Savill agrees “lots of the juiciest targets” have likely been moved deeper into Russian territory, meaning the impact on the war may be “limited.” But that doesn’t mean the missiles have no utility. Storm Shadows, designed to penetrate deep into concrete, could be effective against military headquarters, or ammunition stores, many of which are still in range. ATACMS, some of which have cluster warheads, could be used to do significant damage to airfields. The Institute for the Study of War (ISW), a think-tank in Washington DC, has calculated that 15 Russian airfields are in range of ATACMs (though it’s not clear how many aircraft are still housed on them).
George Barros, the author of that ISW research, agrees a less public debate may have been preferable, but if the very prospect of these permissions being granted has forced Russia to move aircraft further from the border, it’s a good thing. It could reduce the number of bombing missions Russian planes can make (known in the military as the “sortie rate”) and buy Ukraine valuable detection and reaction time for incoming attacks.
More importantly, he believes that if Ukraine could strike Russian troops, weaponry and logistics within the 300-kilometer range of the top-end ATACMS, it would for the first time force Russia to calculate the risks of moving large amounts of troops and equipment into Ukraine.
Barros’ research has pinpointed at least 200 potential targets that would be in range of ATACMs, ranging from military regiments to fuel depots, weapons storage depots, and even the headquarters of Russia’s Southern Military district in Rostov (all of which would be much harder to move than aircraft).
The list is also conservative, Barros acknowledges, and has not accounted for new targets installed after the start of the full-scale invasion in February 2022. And some of the newest targets of all could, according to Savill, include Iranian FATH-360 ballistic missiles, which the US believes have already been supplied and have a range of just 75 kilometers (47 miles), far less than the Western missiles.
Experts also agree the missiles could provide valuable support to Ukraine’s drone and ground operations.
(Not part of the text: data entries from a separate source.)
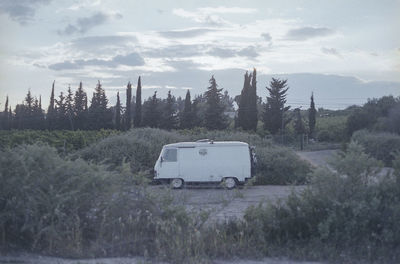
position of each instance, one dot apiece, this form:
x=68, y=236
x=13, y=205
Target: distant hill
x=330, y=91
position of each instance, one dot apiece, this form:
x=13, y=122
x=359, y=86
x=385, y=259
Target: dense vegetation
x=53, y=205
x=63, y=140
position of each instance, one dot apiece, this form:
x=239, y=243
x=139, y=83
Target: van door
x=169, y=168
x=192, y=164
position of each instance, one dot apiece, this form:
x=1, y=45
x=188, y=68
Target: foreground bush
x=345, y=215
x=380, y=145
x=141, y=148
x=69, y=208
x=64, y=141
x=45, y=200
x=331, y=129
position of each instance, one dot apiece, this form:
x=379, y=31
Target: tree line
x=213, y=110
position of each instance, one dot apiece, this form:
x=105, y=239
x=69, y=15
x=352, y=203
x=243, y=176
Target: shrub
x=331, y=129
x=45, y=200
x=380, y=145
x=141, y=147
x=63, y=140
x=347, y=214
x=278, y=165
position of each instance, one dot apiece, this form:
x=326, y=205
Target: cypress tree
x=252, y=103
x=28, y=119
x=138, y=107
x=275, y=107
x=69, y=101
x=118, y=114
x=80, y=108
x=151, y=112
x=169, y=118
x=187, y=115
x=128, y=110
x=243, y=110
x=99, y=115
x=61, y=119
x=196, y=121
x=214, y=115
x=51, y=110
x=10, y=118
x=312, y=112
x=5, y=116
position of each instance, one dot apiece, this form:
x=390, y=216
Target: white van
x=231, y=162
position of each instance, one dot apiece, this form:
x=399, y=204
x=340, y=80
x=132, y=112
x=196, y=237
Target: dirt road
x=225, y=204
x=220, y=203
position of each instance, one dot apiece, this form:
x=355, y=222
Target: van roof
x=207, y=143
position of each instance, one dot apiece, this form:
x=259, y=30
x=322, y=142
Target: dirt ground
x=220, y=203
x=36, y=259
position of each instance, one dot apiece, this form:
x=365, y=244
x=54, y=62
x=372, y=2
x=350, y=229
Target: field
x=95, y=201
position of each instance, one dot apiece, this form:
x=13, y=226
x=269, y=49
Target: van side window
x=170, y=155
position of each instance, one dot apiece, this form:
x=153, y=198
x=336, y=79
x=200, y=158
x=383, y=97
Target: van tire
x=229, y=183
x=177, y=183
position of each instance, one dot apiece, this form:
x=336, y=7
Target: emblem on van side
x=203, y=152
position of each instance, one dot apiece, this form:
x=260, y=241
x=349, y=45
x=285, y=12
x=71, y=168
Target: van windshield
x=170, y=155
Savill believes ATACMS could do serious damage to Russian air defense radars and systems, adding that “if you punch a hole through, actually Ukrainian long-range drones have got better options to penetrate deeper into Russia.” Hitting Russian air defense systems in the border areas could also improve Ukraine’s chances of retaking its own territory, said Barros.
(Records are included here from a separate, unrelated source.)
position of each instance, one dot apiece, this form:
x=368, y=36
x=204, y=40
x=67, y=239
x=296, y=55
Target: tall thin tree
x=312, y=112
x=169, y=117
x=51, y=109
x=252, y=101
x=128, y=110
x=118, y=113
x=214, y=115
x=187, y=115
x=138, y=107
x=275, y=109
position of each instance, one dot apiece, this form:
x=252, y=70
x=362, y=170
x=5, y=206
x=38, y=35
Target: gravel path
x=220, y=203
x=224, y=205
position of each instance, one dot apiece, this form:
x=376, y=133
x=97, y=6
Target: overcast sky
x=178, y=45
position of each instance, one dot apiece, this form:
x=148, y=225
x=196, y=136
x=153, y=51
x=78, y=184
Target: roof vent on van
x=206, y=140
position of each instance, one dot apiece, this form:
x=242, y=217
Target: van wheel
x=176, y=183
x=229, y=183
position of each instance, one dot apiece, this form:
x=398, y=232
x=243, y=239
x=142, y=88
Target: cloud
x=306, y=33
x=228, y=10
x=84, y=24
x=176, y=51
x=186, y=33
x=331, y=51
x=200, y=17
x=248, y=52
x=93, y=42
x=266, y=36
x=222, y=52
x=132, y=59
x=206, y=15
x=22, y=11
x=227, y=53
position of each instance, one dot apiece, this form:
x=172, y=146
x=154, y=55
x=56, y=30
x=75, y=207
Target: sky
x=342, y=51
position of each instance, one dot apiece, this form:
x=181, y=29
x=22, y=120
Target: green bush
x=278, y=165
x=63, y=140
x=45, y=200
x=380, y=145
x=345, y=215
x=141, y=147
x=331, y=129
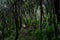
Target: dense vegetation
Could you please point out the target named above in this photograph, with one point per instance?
(29, 20)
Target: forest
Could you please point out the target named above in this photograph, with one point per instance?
(29, 19)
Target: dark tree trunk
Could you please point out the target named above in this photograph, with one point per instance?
(56, 11)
“You actually do open up some interesting areas where there’s parts of occupying Ukraine that are no longer under Russia’s air defense umbrella,” he said.
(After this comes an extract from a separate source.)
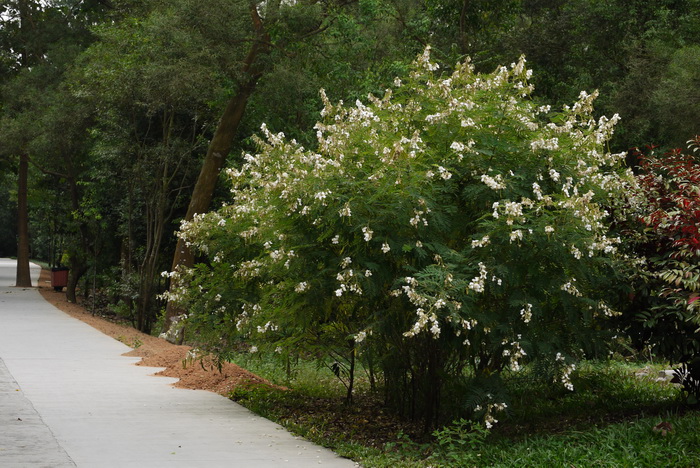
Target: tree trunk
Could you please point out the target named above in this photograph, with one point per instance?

There’s also the option in theory, Savill said, to extend the range of the missiles by launching from Ukrainian positions inside Kursk, though that could put Ukrainian bombers and missile launchers in the crosshairs of Russian air defenses.
Ultimately, Ukraine continues to argue that the ability to use Western-supplied long-range missiles inside Russia is part of the complex jigsaw puzzle of ending this war on Kyiv’s terms — and a way to show Russia it cannot outlast Ukraine’s allies.
Zelensky is heading to the US on the one hand buoyed by the Kursk offensive providing fresh evidence of both Ukrainian ingenuity and, he argues, the flimsiness of Russian “red lines,” but on the other hand motivated by the prospect of a third winter with critical electricity shortages, and still inadequate supplies of equipment and manpower.
“We need to have this long-range capability not only on the occupied territory of Ukraine, but also on Russian territory,” he told a large gathering of Ukraine’s allies at the US’ Ramstein Air Force Base in Germany earlier this month, “so Russia is motivated to seek peace.”